Потом Роланд, прекрасный колокол, обратил на себя его внимание; и он приказал повесить на его языке того, кто забил в набат, призывая город к защите своих прав. Он не сжалился над Роландом, языком своей матери, над языком, взывавшим к Фландрии, над Роландом, гордым колоколом, который сам о себе говорил:

 
Als men my slaet, dan is’t brandt,
Als men my luyt, dan is’t storm in Vlaenderlandt.
 
 
Слышен мой звон – значит, надо пожар затушить,
Слышен мой гром – значит, буре во Фландрии быть.
 

И, найдя, что язык его матери говорит слишком громко, Карл снял колокол. И люди в округе говорили, что Гент умер потому, что сын его железными клещами вырвал у города язык.

XXIX

Стояли свежие, солнечные весенние дни, когда природа исполнена томления любви. Сооткин болтала с кем-то у открытого окна, Клаас мурлыкал песенку, а Уленшпигель смастерил судейскую шапочку и надел ее на Титуса. Пес важно поднимал лапу, точно изрекая приговор, но делал это только для того, чтобы избавиться от шапочки.
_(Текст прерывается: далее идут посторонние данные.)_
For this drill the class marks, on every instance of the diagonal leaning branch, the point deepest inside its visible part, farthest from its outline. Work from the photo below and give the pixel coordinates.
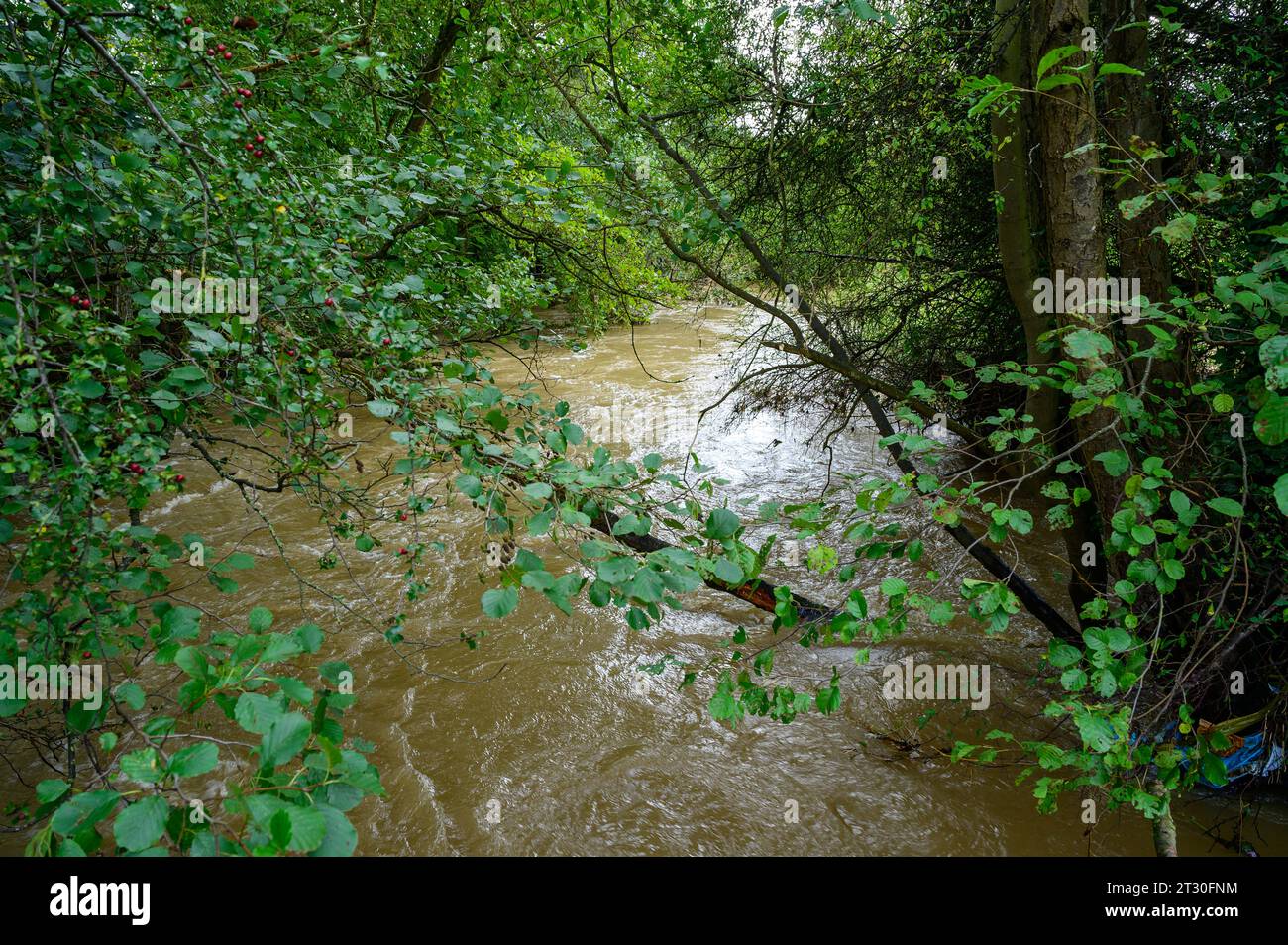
(974, 545)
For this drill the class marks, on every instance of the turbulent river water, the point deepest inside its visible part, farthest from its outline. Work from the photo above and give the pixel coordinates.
(549, 726)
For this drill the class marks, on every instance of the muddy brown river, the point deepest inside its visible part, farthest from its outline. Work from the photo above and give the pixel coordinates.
(548, 739)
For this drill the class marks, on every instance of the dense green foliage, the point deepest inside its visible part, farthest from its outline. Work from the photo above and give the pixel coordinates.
(597, 155)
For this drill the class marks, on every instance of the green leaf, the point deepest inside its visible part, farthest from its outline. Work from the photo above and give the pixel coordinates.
(194, 760)
(721, 523)
(286, 737)
(1227, 506)
(1282, 493)
(51, 789)
(500, 602)
(1117, 68)
(1115, 461)
(84, 810)
(728, 572)
(1055, 56)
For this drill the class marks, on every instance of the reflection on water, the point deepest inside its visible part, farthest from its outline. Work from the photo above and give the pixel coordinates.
(548, 739)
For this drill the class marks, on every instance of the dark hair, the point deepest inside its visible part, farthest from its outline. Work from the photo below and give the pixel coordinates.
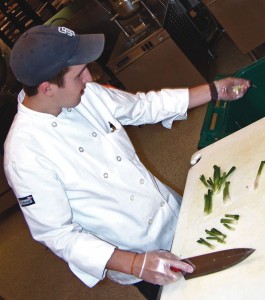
(57, 79)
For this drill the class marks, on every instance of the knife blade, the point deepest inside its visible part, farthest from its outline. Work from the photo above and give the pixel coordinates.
(214, 262)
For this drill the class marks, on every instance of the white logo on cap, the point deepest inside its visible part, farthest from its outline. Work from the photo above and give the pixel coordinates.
(67, 31)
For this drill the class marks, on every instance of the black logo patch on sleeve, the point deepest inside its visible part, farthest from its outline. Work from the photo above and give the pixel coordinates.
(26, 201)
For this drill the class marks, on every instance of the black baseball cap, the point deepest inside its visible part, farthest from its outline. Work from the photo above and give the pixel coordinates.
(43, 51)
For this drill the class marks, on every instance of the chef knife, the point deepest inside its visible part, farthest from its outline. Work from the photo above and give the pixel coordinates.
(214, 262)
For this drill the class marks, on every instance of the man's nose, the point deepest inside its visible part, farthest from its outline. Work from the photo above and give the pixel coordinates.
(86, 76)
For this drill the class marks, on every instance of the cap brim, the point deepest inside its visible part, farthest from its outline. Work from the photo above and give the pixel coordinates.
(89, 48)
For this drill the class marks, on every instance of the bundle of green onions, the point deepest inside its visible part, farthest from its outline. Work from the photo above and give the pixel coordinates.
(214, 185)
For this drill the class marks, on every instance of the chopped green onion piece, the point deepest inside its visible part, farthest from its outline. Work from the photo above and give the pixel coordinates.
(203, 180)
(208, 202)
(214, 230)
(235, 217)
(226, 195)
(228, 226)
(203, 242)
(230, 171)
(229, 221)
(219, 240)
(256, 183)
(216, 233)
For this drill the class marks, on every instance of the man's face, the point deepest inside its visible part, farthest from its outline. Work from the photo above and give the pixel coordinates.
(75, 80)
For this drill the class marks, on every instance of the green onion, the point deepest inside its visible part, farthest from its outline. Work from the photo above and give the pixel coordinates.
(203, 180)
(228, 226)
(235, 217)
(205, 243)
(208, 202)
(217, 232)
(226, 195)
(229, 221)
(216, 238)
(256, 183)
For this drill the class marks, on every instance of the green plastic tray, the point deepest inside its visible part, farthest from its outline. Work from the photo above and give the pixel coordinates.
(223, 118)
Вдруг Уленшпигель захлопнул окно, заметался по комнате, вскакивая на столы и стулья, и шарил руками по потолку. Сооткин и Клаас увидели, что он хочет поймать прелестную маленькую птичку, которая пищала, вся дрожа от ужаса, и прижималась в углу к потолочной балке.

Только Уленшпигель хотел схватить ее, как Клаас сказал ему:

– Чего ты мечешься?

– Хочу поймать ее, – ответил Уленшпигель, – посадить в клетку, кормить ее зерном и слушать, как она будет петь.
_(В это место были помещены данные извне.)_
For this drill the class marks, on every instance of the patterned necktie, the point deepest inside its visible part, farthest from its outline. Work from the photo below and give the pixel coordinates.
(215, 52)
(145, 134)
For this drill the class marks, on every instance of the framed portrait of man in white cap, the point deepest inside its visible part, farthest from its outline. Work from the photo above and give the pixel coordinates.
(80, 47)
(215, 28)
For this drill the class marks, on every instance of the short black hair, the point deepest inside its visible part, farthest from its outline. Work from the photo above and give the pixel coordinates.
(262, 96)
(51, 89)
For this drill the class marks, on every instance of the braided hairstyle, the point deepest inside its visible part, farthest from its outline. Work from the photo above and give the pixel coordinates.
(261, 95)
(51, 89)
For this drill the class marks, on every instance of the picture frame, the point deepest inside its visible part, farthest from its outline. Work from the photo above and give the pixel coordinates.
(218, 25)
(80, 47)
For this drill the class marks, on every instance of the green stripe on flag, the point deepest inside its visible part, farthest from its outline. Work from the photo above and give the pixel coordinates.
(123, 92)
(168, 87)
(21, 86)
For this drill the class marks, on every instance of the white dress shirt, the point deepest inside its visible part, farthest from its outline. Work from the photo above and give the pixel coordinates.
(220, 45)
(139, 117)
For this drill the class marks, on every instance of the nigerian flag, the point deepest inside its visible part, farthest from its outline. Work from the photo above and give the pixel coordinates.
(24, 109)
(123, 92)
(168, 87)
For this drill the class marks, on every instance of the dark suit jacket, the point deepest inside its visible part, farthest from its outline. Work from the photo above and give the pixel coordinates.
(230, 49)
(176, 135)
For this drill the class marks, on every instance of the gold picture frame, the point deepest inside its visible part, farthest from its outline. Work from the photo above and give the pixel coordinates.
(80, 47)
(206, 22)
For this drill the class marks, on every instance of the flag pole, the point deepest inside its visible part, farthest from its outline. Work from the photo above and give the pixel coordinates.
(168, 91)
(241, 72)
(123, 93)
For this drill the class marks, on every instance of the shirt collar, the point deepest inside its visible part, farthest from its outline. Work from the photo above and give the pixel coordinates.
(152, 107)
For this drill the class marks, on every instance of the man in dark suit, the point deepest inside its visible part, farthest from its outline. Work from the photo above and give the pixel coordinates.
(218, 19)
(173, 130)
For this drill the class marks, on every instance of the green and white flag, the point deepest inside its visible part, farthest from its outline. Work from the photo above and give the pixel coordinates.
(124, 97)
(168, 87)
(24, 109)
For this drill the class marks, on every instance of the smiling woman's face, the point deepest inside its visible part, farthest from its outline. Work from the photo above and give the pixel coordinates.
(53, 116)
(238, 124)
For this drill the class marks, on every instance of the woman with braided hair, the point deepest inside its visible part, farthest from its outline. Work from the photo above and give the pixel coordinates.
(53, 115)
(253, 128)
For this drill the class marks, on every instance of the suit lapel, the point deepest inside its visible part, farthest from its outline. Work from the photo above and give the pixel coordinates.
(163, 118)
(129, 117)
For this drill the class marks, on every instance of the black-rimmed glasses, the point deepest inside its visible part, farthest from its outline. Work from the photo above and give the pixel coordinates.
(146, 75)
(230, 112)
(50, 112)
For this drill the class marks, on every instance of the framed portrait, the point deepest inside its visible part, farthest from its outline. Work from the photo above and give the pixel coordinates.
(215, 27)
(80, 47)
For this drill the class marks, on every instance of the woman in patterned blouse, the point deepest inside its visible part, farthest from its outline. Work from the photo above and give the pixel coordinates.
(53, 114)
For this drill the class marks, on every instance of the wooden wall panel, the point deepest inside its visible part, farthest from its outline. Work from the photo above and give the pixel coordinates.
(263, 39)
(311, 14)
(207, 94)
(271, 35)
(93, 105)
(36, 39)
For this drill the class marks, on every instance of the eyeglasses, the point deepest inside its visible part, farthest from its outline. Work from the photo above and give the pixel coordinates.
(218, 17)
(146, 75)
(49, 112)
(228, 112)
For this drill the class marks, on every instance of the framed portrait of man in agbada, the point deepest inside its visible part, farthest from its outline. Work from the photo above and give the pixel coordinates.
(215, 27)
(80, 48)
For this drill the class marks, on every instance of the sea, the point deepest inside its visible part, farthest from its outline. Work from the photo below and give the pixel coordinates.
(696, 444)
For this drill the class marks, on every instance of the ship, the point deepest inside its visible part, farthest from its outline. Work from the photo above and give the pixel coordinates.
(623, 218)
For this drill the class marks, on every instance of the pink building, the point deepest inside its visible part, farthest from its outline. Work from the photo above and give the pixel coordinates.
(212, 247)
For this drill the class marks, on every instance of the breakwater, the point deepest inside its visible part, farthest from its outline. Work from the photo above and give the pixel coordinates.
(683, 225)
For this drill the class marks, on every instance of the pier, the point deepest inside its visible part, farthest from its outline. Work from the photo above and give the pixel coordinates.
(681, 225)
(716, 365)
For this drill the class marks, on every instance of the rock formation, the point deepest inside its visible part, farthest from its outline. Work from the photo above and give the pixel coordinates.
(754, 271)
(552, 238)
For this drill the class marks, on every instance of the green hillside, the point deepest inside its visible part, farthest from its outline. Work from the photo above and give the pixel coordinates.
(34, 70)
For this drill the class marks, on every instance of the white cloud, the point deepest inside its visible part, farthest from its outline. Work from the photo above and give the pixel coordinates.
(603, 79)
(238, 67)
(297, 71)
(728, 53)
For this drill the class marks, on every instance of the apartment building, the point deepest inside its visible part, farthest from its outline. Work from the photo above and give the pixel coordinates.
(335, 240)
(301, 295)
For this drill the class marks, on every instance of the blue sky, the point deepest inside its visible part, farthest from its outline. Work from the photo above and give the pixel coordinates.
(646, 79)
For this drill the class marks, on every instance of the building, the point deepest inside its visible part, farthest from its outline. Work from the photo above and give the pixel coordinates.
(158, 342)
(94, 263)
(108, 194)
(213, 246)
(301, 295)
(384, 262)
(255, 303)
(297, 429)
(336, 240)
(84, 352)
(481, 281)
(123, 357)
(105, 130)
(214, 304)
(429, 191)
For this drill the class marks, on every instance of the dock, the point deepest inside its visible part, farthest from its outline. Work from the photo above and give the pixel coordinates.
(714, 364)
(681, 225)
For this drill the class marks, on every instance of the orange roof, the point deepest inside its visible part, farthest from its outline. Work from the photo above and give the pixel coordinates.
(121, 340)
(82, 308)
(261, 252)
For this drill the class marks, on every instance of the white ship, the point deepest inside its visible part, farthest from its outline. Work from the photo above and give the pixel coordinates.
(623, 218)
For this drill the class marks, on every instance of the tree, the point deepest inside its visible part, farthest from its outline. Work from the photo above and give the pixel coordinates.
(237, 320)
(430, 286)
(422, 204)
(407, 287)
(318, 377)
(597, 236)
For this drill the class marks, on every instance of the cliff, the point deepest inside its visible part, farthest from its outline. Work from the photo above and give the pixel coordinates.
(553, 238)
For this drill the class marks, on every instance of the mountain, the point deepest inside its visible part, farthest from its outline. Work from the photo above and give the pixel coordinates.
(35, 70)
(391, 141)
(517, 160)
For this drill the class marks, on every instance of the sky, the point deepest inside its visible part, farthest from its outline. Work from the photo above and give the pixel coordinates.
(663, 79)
Птичка опять вспорхнула с жалобным писком и, проносясь из угла в угол, билась головой о стекла.

Уленшпигель все прыгал за нею, но Клаас опустил свою тяжелую руку на его плечо и сказал:

– Ты поймай ее и посади в клетку, чтобы она для тебя пела. А я посажу тебя в клетку, запертую доброй железной решеткой, и тоже заставлю тебя петь. Ты любишь бегать, да нельзя будет; ты будешь сидеть в тени, когда тебе будет холодно, и на солнце, когда тебе станет жарко. А то как-нибудь в воскресенье мы уйдем, забыв дать тебе поесть, и вернемся только в четверг, и когда придем домой, то найдем Тиля умершим от голода, холодным и неподвижным.

Сооткин заплакала. Уленшпигель вскочил.

– Что ты делаешь? – спросил Клаас.

– Отворяю для нее окно, – ответил Уленшпигель.

И щегленок порхнул к окну, радостно пискнул, поднялся стрелою вверх, потом уселся на соседнюю яблоню, чистя перышки и осыпая на своем птичьем языке яростными ругательствами Уленшпигеля.

И Клаас сказал:

– Сын мой, никогда не лишай человека или животное свободы, величайшего блага на земле. Не мешай никому греться на солнце, когда ему холодно, и прохлаждаться в тени, когда ему жарко. И пусть господь судит его величество, императора Карла, который сначала заковал в цепи свободную веру во Фландрии, а теперь хочет заключить в клетку рабства благородный Гент.

XXX

Филипп женился на Марии Португальской, земли которой присоединил к испанской державе. От нее родился дон Карлос, злой безумец. Филипп не любил свою жену!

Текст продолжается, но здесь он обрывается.